Ballard runs into Boyd, who, having been separated from the group, does not know what is going on. Boyd tells Ballard that DeWitt turned on them, then turns his weapon on Ballard and holds him hostage. Echo shoots Ballard in the leg to give herself a free shot at Boyd. The plan fails as Boyd rushes down onto Echo and they engage in a fist fight. Topher arrives, turning Boyd into a doll.

Echo straps Boyd with explosives and hands him a grenade, ordering him to walk into the mainframe and pull the pin when she leaves the room. The building is evacuated and the explosion destroys the labs.

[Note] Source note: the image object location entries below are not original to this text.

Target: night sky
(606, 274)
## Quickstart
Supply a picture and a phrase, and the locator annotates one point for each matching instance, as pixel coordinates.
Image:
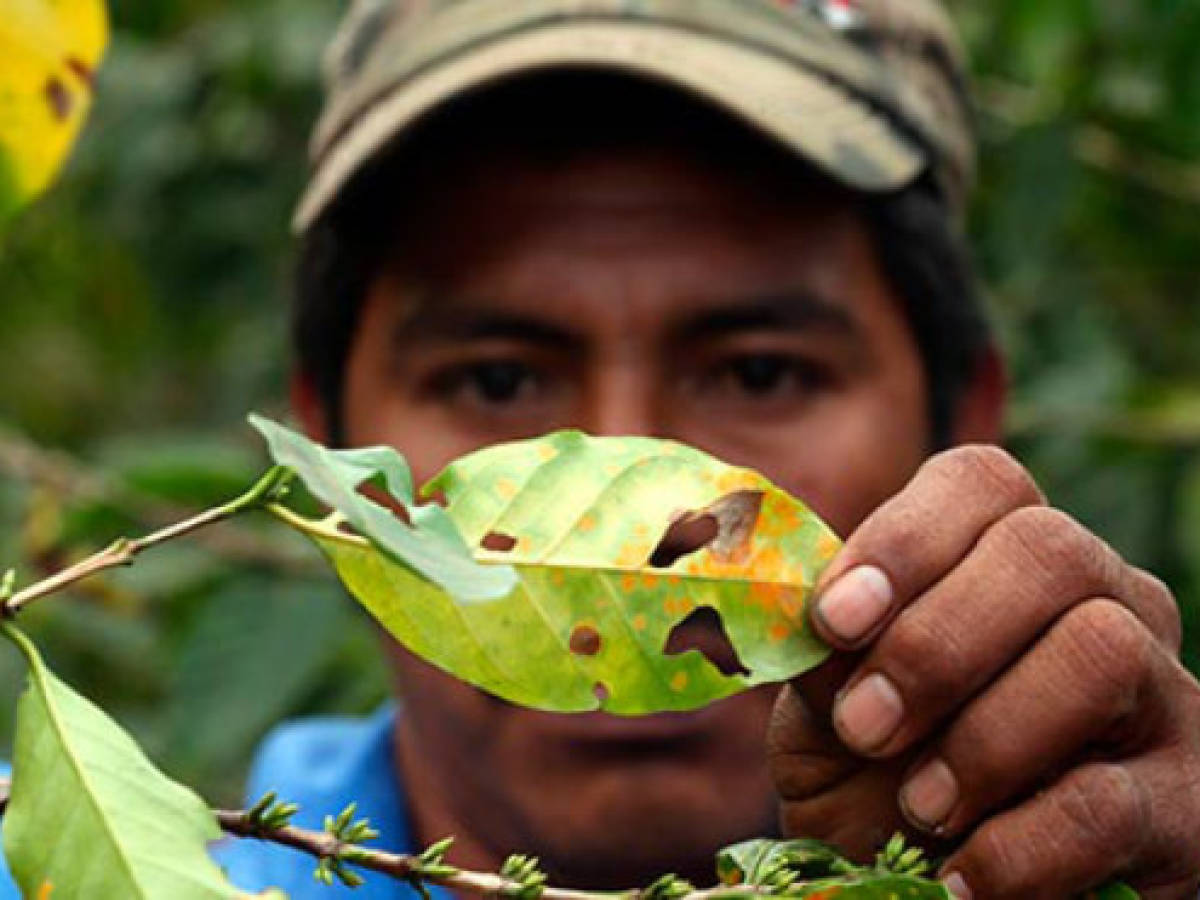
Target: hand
(1014, 696)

Ten years later, Echo and Ballard are fighting through the streets of an apocalyptic Los Angeles. Rossum was ultimately successful in deploying the mind-wiping tech.

==Reception==

===Reviews===
Jevon Phillips from Los Angeles Times said "viewers were probably a bit more on edge knowing that Boyd Langton was the puppet master and having to watch him guide the team around." Rachel Reitsleff from iF Magazine said the episode had "lots of action, lots of emotion, and lots of exposition in an eventful episode." She did praise the performances of Lennix and Acker in their roles as Boyd and Clyde respectively, citing "Lennix is menacing and weirdly sweet as Boyd shows his emotions even while threatening his erstwhile friends, and Acker plays the self-confident Clyde with relish in a bit of plotting that makes great use of the actress." She also notes the speed of the episode saying "due to the series’ cancellation, storylines that seem as though they could have sustained a whole season are resolved in an episode, which requires what feel like long monologues from a number of characters." Eric Goldman of IGN gave the episode a 6.3. He noted that though the previous episodes had given the show much momentum, and in regards to the show's rushed deadline, "it's still difficult to not find this episode lacking." Goldman also commented on the inconstancy and the infallibility of Boyd's betrayal, stating how "it just didn't add up."

This episode was praised in particular for its acting, notably from Harry Lennix (Boyd), and Enver Gjokaj (Anthony), commenting particularly that "Enver Gjokaj is a wonderful actor and did an amazing job mimicking Fran Kranz."